It's a good thing 3-year-old Eva has a taste for grapes. She's allergic to almost all fruits and vegetables.
Cantaloupe and cauliflower and peas, and cucumbers, and onions and tomatoes, said mom Hanh Yamamoto.
That's just the beginning.
She's allergic to dairy, wheat, eggs, said Hanh.
All those foods make her itch, and break out in hives. Her first reaction was to her mother's milk.
I ate eggs one morning and nursed her and she had an extreme reaction to it, said Hanh.
While her sister Elle has no allergies some of Elle's classmates do.
Their classroom is a peanut free classroom, said Hanh.
Now new research in the journal Pediatrics showed food allergies among children in the U. S. rose nearly 20 percent from 1997 to 2007.
The trend seems to be a real trend, which leads to the next question, well why is that happening if that's true? said Dr. Frank Virant, Northwest Asthma and Allergy Center.
Dr. Virant is a clinical professor of pediatrics at the University of Washington. He says scientists aren't certain why food allergies are on the rise. It could be part of a bigger puzzle.
It certainly parallels the increase in airborne allergy that we've seen not just in the last decade perhaps, but over the last 30 years, he said.
He says treating allergies can be complicated, but parents should be reassured that fatal allergic reactions are rare.

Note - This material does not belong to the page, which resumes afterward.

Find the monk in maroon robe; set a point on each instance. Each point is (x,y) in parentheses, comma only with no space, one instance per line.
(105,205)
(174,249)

I've never seen such a case, and I certainly have, really several hundred children with very severe peanut allergy, he said.
Eva's family has adapted to life with allergies.
I carry an epi-pen all the time, said Hanh.
Hopefully if she grows out of it, great! If not, we've already adjusted to her diet. The whole family has.
Experts say shellfish, nut and peanut allergies often stick with kids for life. But most kids outgrow milk and egg allergies by age 5.
Dr. Virant says some pediatricians are reluctant to send an infant for allergy testing. But it's only mildly uncomfortable for the baby, and early intervention is important.